Consumenten nog beter horen
Dijsselbloem vindt dat het Kifid vooral werk moet maken van het nog laagdrempeliger opereren jegens consumenten. "Consumenten vrezen dat hun kennis- en ervaringsachterstand ertoe leidt dat ze op grond daarvan hun zaak verliezen. Een deel van de consumenten geeft aan zich niet altijd gehoord of begrepen te voelen. Dit gevoel leeft vooral bij consumenten waarvan de klacht ongegrond is verklaard en waarbij er geen mogelijkheid is geweest om de klacht (mondeling) nader toe te lichten. (..) De meeste verbeterpunten voor Kifid uit de evaluatie, richten zich op haar werkwijze, de begrijpelijkheid van uitspraken en proces en komen neer op ervaren gebrek aan procedurele rechtvaardigheid. Ook als een consument in het ongelijk wordt gesteld, dient hij goed gehoord te zijn en dient hij te begrijpen wat er is gebeurd."
Dijsselbloem eindigt zijn brief als volgt: "Al met al denk ik dat de evaluatie van het Kifid heeft vastgesteld dat Kifid op de goede weg is." En: "De deskundigheid van het Kifid staat niet ter discussie."

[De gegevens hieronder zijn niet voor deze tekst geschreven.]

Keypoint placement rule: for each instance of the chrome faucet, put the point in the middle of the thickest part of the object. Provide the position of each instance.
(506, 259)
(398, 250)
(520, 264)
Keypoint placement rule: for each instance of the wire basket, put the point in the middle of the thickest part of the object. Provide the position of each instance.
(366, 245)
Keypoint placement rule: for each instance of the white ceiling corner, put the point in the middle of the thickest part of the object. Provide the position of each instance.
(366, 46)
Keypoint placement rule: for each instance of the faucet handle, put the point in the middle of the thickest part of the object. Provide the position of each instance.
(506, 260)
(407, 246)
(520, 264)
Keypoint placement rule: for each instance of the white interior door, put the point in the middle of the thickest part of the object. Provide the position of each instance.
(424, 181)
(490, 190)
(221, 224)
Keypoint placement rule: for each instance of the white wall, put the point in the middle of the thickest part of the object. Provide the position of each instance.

Acht verbetermogelijkheden
Dat wil niet zeggen dat er geen verbetermogelijkheden zijn voor Kifid, schrijft de minister tot slot. "Deze liggen vooral, maar niet uitsluitend op het vlak van het verder verbeteren van de procedurele rechtvaardigheid. Gedacht kan worden aan (1) het verbeteren van de naamsbekendheid van het Kifid, (2) het aanpassen van de website aan de eisen van het keurmerk Drempelvrij, (3) het actief contact opnemen met consumenten en monitoren van het effect hiervan op de klanttevredenheid, (4) het actief doorverwijzen van klachten die geen interne klachtenprocedure hebben doorlopen naar de betreffende financiële onderneming, (5) het stimuleren van financieel dienstverleners om bindendheid van uitspraken te accepteren (6) duidelijker communiceren over de planning van afhandeling, (7) digitaliseren van toegang voor financieel dienstverleners en (8) verdere doorvoering van de visie op klachtbehandeling."